BONDS ARE IN THE NEWS again. Everyone’s talking about Series I savings bonds and Treasurys. But what about corporate bonds, both investment-grade and junk?

Nine years ago, we started following Marc Lichtenfeld’s investment service that recommends corporate bonds. When my husband suggested we try it, I asked, “Aren’t corporate bonds junk bonds?” Forgive the holiday reference, but I had visions of Michael Milken dancing in my head.

From the beginning, my husband was all in. He was intrigued by the high rates corporates would pay and the opportunity for diversification. I was concerned about the risk. Once we got started, though, I found a lot to like.

Corporate bonds carry ratings that help distinguish their creditworthiness. Three credit rating agencies—Moody’s, Standard & Poor’s and Fitch—sort corporates into investment grade, speculative grade, likely to default and defaulting. Each tier has a corresponding letter grade, from AAA to D.

Bond buyers can look up the gradations among the three rating agencies to understand what each rating means for any given bond. In general, a top rating of AAA is reserved for U.S. Treasurys and the strongest blue-chip companies.
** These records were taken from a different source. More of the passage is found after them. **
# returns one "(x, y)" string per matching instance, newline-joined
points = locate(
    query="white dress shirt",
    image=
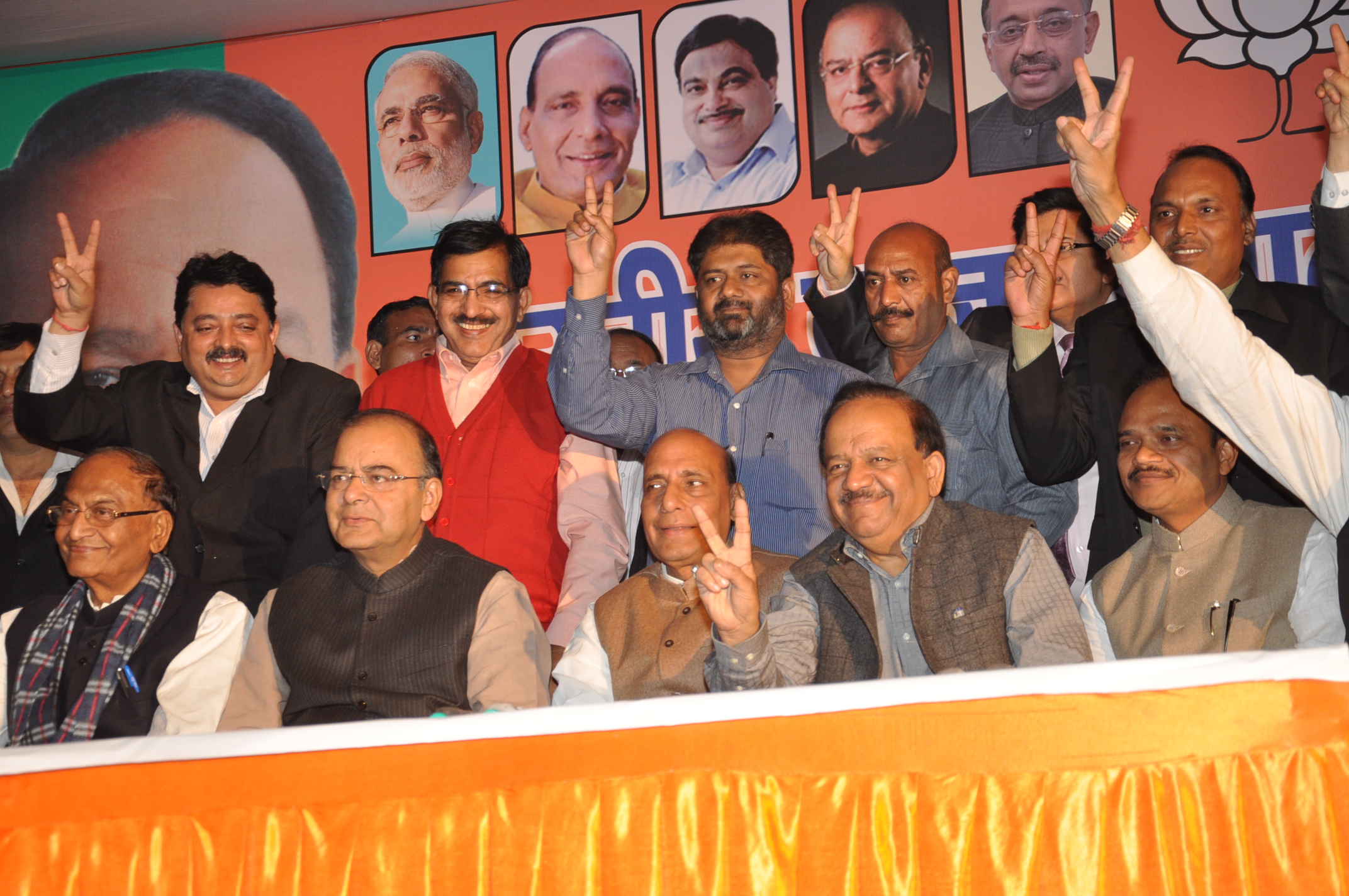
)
(57, 362)
(193, 690)
(765, 174)
(61, 463)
Investment-grade corporate bonds can get grades ranging from AA+ to BBB-. Anything lower is speculative or not investment grade—junk, in other words.

We compromised by buying investment-grade bonds at first. Gradually, we ventured further into the depths of junk, even buying C- and D-rated bonds as time went on. These are the bottom rungs of junk. A grade of D, for example, usually signifies “in default.”

How, then, have our junk bonds held up? Surprisingly well. For a risk-averse investor like me, a crucial selling point was their relatively low default rate of 2.5% to 3.5%.

High-yield bonds have also posted sturdy returns, according to Bloomberg data cited by money manager Hotchkis & Wiley. The average annualized return on high-yield bonds between 1986 and 2021 was 7.3% during periods of rising interest rates and 8.5% in periods of falling rates. Investment-grade bonds, by contrast, returned less—just 1.2%—in periods of rising rates and more—9.9%—in periods of falling rates.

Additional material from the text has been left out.